Data Integrity Management
This guidance explains the Library’s approach to creating and managing information used to track data integrity over time.
Establishing Data Fixity
The Library requires accurate bit-level preservation of permanent digital collections content stored in preservation storage systems and monitored in approved inventory systems. Because fixity information is essential for determining that content has not changed, it should be generated as early as possible in the acquisitions process. Ideally, third parties transferring content to the Library of Congress should provide fixity information so that it is possible to verify that content has been accurately transferred. When fixity information has not been provided, fixity information should be created as early as possible in the process of ingesting.
Fixity information should be established and logged at both the individual file level and at aggregate levels.

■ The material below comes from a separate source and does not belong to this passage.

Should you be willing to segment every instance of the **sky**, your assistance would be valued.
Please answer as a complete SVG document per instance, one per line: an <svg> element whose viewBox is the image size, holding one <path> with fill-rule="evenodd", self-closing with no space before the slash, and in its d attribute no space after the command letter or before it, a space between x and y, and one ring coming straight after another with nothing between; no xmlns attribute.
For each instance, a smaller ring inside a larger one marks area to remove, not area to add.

In order to maintain bit-level preservation, DCMS and OCIO coordinate on routine data integrity reviews that are performed through approved inventory systems. DCMS will support Digital Content Managers in identifying and resolving issues raised through reviews. The current priority is to conduct full routine reviews of inventoried digital content, but this is contingent on having a copy of all inventoried digital collection content in on- or near-line storage, an identified business need. Based on current technical capabilities, a review of content in high-latency, archival storage systems may be restricted to a representative sample. The frequency of routine data integrity reviews will be optimized over time as DCMS and OCIO discuss how to most effectively harmonize the review cycle with expected degradation cycles.

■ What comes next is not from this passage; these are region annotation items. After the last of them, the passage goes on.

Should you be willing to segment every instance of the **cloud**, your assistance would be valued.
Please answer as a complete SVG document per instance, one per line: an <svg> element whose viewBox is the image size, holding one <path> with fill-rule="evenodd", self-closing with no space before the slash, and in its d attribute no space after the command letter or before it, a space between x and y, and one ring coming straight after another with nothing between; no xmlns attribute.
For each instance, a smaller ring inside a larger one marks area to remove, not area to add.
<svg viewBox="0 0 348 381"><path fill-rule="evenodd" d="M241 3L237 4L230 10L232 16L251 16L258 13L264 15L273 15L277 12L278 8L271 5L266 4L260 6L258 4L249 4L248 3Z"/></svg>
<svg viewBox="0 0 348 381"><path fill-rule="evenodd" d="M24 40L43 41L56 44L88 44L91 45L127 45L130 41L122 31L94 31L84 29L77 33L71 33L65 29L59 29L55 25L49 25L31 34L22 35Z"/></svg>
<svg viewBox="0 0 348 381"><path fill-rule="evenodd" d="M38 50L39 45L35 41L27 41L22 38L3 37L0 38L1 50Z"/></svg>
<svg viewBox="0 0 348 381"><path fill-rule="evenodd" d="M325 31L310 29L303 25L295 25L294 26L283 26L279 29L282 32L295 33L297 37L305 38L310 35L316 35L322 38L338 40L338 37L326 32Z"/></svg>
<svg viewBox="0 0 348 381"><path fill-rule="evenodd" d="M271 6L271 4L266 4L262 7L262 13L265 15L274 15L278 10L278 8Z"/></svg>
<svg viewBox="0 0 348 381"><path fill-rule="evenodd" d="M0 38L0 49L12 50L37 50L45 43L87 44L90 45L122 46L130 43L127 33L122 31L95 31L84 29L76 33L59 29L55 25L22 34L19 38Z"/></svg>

The Library currently monitors changes in digital content by recording and comparing fixity metadata about digital items. At the file level, for example, fixity checks may be performed against cryptographic hash values, such as those generated by MD5 or SHA algorithms, which are monitored through manifests stored in approved inventory systems. Content stored in BagIt External link structure also contains checksum manifests. Logs of all data integrity checks are maintained as auditable records and currently are stored within the approved inventory system. Data integrity information is stored by approved inventory systems and should be retained as long as the content remains part of the Library's collections.